BAGHDAD, June 22 (News Agencies) - Iraq's parliament speaker urged U.N. Secretary General Kofi Annan on Friday to condemn a reported strike by U.S. and British warplanes that killed 23 people.
"You are required to condemn this crime and to work for a halt to the daily aggression by U.S. and British planes against our territory," Saadun Hammadi said in a message to Annan carried by Ath-Thawra newspaper.
Iraq says that 23 Iraqis were killed on Tuesday when U.S. and British warplanes struck a football pitch near the northern town of Mosul.
But both Washington and London denied the accusation, with the Pentagon saying U.S. and British warplanes, which patrol northern and southern Iraq daily, had launched no strikes Tuesday.
Any deaths must have been caused by "misdirected ground fire" by Iraqi forces, according to U.S. Defense Secretary Donald Rumsfeld.

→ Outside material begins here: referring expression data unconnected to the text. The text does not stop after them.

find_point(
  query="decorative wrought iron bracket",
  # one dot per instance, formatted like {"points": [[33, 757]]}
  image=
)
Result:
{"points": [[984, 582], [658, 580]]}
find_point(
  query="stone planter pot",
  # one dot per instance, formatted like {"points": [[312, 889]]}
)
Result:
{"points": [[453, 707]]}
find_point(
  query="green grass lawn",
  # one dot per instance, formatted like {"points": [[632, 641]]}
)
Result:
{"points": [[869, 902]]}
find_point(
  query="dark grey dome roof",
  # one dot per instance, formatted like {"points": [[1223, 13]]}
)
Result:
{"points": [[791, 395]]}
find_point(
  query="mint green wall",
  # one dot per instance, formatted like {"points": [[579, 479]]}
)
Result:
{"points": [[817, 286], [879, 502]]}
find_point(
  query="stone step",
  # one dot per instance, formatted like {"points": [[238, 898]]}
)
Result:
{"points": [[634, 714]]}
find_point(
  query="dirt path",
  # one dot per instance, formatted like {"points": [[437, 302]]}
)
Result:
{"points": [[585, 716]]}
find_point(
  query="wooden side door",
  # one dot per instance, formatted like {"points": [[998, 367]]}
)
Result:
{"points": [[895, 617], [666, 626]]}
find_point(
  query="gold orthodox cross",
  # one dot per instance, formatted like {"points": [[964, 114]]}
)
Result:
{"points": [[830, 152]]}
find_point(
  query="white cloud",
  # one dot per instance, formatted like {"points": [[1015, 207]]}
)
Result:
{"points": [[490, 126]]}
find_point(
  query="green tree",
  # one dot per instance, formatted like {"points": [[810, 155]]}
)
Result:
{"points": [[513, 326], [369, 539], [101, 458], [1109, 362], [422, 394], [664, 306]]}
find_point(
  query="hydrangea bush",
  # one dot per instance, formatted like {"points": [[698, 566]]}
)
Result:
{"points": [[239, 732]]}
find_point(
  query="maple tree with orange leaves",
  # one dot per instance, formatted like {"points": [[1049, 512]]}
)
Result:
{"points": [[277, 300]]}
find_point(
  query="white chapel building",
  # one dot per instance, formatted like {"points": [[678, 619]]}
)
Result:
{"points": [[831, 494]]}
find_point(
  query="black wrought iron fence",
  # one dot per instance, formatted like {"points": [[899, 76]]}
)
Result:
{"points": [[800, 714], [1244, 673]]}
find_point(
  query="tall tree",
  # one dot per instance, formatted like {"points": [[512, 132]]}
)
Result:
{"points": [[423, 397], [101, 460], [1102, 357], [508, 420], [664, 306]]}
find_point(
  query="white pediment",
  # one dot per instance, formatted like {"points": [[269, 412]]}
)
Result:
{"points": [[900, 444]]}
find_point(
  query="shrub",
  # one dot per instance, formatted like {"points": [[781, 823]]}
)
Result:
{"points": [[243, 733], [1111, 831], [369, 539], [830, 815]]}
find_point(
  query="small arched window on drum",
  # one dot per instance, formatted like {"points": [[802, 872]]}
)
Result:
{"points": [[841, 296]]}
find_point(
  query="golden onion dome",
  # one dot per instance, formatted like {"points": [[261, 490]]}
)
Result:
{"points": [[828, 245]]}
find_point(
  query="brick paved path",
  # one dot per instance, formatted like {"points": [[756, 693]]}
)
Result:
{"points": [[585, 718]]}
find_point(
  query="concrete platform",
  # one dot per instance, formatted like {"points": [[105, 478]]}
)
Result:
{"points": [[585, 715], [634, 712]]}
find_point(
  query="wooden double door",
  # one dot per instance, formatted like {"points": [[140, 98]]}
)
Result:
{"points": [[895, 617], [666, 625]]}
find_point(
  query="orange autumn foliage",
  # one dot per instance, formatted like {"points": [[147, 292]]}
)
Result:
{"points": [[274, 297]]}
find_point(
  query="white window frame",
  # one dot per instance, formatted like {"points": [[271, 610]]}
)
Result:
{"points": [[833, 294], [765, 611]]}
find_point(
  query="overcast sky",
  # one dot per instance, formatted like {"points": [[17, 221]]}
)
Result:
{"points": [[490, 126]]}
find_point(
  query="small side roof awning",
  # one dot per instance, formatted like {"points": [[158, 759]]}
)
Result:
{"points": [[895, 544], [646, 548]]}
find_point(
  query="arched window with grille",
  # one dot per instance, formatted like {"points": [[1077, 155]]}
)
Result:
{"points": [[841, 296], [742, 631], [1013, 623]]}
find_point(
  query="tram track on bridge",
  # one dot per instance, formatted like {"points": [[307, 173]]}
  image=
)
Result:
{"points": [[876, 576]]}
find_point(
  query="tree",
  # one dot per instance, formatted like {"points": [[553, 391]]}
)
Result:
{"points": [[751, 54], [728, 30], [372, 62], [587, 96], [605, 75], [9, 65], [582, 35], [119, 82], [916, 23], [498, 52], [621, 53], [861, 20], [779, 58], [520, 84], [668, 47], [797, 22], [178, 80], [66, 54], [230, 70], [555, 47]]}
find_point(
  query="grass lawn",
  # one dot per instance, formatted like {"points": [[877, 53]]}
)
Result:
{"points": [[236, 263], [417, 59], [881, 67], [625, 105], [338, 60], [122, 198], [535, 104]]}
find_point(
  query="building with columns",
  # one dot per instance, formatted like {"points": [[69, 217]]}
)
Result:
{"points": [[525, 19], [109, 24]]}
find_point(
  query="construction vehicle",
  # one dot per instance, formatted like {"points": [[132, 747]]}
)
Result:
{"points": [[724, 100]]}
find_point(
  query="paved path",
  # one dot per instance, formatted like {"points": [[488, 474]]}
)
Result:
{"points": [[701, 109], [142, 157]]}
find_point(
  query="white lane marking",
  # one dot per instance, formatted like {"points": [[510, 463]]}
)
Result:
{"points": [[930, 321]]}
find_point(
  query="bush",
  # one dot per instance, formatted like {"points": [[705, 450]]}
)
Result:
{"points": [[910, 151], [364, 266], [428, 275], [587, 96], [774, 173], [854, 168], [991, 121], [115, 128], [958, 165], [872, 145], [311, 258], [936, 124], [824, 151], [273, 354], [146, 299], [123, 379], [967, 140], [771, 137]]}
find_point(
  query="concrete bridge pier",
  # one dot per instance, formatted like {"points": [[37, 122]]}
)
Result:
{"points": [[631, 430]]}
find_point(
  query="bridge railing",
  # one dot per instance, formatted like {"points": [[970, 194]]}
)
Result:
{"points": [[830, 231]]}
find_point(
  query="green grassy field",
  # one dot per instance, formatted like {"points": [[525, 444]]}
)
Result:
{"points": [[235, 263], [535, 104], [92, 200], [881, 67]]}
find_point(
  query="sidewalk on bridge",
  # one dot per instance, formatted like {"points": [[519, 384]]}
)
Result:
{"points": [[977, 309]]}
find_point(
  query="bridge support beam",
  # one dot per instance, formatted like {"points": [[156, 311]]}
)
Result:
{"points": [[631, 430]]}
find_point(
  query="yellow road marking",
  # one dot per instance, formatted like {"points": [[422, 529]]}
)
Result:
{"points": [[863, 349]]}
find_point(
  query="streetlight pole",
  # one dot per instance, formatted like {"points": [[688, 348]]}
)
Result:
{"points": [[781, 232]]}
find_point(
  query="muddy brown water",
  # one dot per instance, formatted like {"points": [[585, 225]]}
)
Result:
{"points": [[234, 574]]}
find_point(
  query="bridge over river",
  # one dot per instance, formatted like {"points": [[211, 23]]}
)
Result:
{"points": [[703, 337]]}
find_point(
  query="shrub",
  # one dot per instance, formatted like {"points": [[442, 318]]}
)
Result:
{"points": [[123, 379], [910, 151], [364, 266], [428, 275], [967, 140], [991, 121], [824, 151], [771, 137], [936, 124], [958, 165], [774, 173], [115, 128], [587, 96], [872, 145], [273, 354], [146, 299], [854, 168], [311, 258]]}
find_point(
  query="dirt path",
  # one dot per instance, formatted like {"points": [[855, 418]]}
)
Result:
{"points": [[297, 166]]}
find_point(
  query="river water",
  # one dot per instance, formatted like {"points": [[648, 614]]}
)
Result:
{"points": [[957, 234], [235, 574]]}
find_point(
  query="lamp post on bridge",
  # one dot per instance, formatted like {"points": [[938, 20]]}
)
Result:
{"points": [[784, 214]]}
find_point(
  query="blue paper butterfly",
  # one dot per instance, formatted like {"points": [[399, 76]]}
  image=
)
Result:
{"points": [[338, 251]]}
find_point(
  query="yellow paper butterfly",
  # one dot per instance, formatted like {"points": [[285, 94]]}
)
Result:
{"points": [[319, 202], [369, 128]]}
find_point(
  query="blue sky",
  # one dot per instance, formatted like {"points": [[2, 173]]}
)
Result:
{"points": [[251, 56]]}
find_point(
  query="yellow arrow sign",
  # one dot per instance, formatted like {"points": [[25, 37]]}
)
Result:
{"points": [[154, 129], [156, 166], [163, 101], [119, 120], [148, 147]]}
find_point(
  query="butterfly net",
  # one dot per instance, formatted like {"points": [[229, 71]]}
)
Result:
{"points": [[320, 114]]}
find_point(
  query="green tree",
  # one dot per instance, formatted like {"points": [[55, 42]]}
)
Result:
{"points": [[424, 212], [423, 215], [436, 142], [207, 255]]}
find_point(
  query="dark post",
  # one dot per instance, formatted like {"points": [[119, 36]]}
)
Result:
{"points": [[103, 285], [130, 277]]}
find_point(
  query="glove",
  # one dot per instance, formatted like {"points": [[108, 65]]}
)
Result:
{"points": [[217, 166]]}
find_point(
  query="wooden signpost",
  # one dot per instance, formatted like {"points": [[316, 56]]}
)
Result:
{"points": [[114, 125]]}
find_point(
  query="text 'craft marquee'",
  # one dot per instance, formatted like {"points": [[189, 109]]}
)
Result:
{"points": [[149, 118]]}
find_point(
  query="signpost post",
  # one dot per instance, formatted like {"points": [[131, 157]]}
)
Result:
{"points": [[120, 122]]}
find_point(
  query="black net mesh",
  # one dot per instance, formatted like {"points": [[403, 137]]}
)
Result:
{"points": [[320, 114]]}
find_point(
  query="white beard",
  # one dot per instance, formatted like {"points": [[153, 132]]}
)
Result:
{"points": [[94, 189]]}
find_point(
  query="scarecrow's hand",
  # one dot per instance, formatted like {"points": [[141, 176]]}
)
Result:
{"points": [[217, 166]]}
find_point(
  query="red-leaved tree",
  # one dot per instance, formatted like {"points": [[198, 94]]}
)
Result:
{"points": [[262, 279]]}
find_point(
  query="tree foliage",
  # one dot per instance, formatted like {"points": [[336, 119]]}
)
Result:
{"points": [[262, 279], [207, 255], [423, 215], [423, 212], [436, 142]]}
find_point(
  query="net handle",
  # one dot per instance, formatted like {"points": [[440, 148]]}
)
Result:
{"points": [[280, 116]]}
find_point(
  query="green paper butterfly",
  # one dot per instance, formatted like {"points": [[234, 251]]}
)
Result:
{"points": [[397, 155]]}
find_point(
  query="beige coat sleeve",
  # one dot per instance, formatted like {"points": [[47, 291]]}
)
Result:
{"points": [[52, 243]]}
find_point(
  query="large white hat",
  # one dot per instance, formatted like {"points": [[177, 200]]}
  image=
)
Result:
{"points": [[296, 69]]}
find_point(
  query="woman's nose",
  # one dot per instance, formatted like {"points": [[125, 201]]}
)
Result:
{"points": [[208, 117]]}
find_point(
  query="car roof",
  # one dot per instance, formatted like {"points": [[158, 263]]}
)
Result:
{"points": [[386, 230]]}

He said Iraqi forces fired several surface-to-air missiles at U.S. and British aircraft patrolling the northern no-fly zone, and that at least one went astray.
"The coalition aircraft did not fire in response, and in the event anyone was killed, it was undoubtedly the result of misdirected ground fire that ended up in a location that was not intended," he added.
Iraq's official news agency had said that U.S. and British warplanes caused the deaths in an airstrike on the Talafar district near the city of Mosul.
Iraq's ambassador to the United Nations, Mohammad al-Duri, warned that "the vile aggression by U.S. and British warplanes ... and the colonialist plot will not go unpunished," Ath-Thawra reported.
Iraq's minister of state for foreign affairs, Naji Sabri, meanwhile, told AFP that the Iraqi people were "ready at all times to face up to military [aggression] without accepting any compromise on the sovereignty of Iraq."
Iraq is being submitted to daily U.S.-British air raids and has continuously demanded the lifting of sanctions imposed on it following its 1991 invasion of Kuwait, which has led to the suffering of the Iraqi people due to lack of food and medicine supplies.
But Baghdad is not without options, and is "capable" of holding out despite its halt in oil exports, Sabri said, pointing out that exports had already been cut for more than six years after Iraq's 1990 invasion of Kuwait.
Iraq, on June 4th, suspended more than two million barrels per day of oil exports under a U.N. oil-for-food program in protest towards U.S. and British plans to impose "smart" sanctions on the country.
The U.N. program allows Iraq to export crude oil in return for essential goods, as a humanitarian exemption to the sweeping embargo in force.